To All Beta Readers:
The best way to beta read, and the essential core of beta-reading in general is to read someone's story, and as you go along, make annotations or comments detailing what you thought about parts you read. Make sure to emphasize on how you felt throughout the story, and when you find that you're not feeling emotionally engaged, or the emotional engagement gets weak, SAY SOMETHING! Engaging the hearts of the reader is the most important thing a writer can do. It keeps the reader reading. Only mention little nit-picky flaws in the story if they significantly disrupt emotional engagement.
Darkness Oversoul's favorite writing conventions: a rapid-fire list
-The circle of friends - group of main characters that interact with each other. Very good way to show off character's individual personalities.
-True art is angsty - making terrible things happen to my characters *evilness* >:) Helps make the reader feel empathy for characters the story
-The moving box in the front room - Imagery involves the contents of an area, and having a character interact with their environment is a great way to develop the image of the area in the mind of the reader
-Dragon in a Dragon World - essentially "Spyrofying" the story, and putting it in the context of the dragon world. Essentially, getting inventive with how dragons do things differently than humans do in some cases.
-Humor/use of laughter/happy times - The inverse of true art is angsty. Still helps establish empathy like its sister convention
-Extended suspense - suspense over a long period of time REALLY helps keep people glued to reading your story. Suspense is uncertainty over the outcome of something significant: e.g. it could go really bad/really good
-Dramatic Irony - Oh, I love this one. You'll be seeing it a lot in Uncharted ;). It's essentially where the audience knows something that the characters do not... often right when they're walking into a trap
-Main characters can get hurt - essentially not just making fights one-sided, also commonly giving characters significant injuries that cause problems for them later/in the long term.

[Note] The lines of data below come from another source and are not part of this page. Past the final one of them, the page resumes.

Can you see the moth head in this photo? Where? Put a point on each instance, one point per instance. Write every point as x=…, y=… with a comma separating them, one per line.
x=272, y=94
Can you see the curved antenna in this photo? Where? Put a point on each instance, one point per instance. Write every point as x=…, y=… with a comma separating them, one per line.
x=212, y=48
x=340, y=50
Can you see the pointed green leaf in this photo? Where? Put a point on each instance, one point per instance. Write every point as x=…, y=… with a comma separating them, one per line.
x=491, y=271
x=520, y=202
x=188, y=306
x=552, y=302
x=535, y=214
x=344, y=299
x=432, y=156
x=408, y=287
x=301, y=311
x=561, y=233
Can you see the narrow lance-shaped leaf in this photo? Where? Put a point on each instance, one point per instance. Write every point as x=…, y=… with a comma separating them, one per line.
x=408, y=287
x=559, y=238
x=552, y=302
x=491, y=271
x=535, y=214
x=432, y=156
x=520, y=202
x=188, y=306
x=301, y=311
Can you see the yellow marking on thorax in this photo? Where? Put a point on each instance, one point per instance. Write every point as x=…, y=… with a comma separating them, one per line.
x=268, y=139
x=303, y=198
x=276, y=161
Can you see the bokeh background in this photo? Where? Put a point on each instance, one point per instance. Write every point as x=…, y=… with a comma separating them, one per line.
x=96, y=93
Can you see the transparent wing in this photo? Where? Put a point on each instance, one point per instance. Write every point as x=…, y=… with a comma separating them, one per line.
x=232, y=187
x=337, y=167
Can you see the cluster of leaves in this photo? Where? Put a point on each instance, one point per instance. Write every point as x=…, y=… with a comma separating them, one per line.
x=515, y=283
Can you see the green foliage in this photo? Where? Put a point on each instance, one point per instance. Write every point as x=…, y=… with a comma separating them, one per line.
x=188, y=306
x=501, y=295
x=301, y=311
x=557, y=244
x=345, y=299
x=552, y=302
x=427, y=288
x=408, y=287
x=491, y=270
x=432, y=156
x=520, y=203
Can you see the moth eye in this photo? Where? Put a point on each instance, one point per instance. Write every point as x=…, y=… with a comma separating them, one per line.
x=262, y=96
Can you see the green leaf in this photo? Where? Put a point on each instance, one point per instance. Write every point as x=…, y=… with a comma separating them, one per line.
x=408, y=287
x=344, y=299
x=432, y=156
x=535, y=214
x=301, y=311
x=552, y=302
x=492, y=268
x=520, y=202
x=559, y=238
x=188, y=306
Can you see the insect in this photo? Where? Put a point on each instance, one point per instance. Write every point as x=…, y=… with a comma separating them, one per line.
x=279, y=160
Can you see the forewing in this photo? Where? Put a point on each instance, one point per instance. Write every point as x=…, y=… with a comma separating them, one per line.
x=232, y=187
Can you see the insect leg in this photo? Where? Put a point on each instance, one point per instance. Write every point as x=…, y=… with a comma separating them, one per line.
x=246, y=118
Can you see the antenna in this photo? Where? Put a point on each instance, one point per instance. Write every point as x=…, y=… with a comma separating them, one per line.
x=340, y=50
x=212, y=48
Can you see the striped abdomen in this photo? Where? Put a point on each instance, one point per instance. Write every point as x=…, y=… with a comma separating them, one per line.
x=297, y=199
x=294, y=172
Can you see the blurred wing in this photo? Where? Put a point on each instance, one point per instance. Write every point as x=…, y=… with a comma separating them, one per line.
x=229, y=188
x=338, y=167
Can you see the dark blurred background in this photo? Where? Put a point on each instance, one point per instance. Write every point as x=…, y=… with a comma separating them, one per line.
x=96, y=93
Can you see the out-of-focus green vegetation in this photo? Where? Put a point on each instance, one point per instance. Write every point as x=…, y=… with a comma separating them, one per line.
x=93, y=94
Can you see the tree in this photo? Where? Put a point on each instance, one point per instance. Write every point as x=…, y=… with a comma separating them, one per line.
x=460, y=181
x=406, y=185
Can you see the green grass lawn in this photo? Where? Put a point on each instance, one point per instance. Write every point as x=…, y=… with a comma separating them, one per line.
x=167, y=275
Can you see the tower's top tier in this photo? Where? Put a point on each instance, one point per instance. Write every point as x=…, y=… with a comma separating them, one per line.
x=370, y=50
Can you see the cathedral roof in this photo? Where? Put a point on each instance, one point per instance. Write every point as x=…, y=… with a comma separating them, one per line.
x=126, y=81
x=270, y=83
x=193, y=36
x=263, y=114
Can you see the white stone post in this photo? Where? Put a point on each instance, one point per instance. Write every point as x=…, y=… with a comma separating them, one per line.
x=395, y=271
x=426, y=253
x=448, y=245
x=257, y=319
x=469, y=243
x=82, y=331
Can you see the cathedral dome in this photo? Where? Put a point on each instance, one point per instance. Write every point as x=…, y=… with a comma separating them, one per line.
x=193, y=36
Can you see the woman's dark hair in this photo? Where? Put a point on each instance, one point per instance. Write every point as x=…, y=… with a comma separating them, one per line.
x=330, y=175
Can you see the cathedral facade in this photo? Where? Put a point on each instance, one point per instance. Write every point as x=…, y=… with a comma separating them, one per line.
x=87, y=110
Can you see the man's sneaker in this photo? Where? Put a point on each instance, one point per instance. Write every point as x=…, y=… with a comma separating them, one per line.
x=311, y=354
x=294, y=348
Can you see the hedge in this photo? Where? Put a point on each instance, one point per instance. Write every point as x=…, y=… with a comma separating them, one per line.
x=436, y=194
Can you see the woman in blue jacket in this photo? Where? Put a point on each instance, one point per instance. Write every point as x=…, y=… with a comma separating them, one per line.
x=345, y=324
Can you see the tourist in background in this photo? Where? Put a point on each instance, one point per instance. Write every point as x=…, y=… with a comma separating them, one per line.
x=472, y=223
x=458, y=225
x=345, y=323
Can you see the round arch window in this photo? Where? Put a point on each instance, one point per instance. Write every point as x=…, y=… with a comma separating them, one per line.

-Chinese water torture - don't be afraid to make some really freaky things happen to your characters. Why not have them get kidnapped and tortured, injected with a virus that infects/torments them for life, made infertile. Something that really bothers the reader. Just be careful not to be TOO graphic, otherwise you might cause squick (where a reader grows disgusted with a story and stops reading.)
And most fundamental rule about narratives is (!!!):
Empathy is not shared in direct experiences. It's shared in emotions, the direct feeling of being in those experiences. Good stories evoke these emotions. Bad stories do not.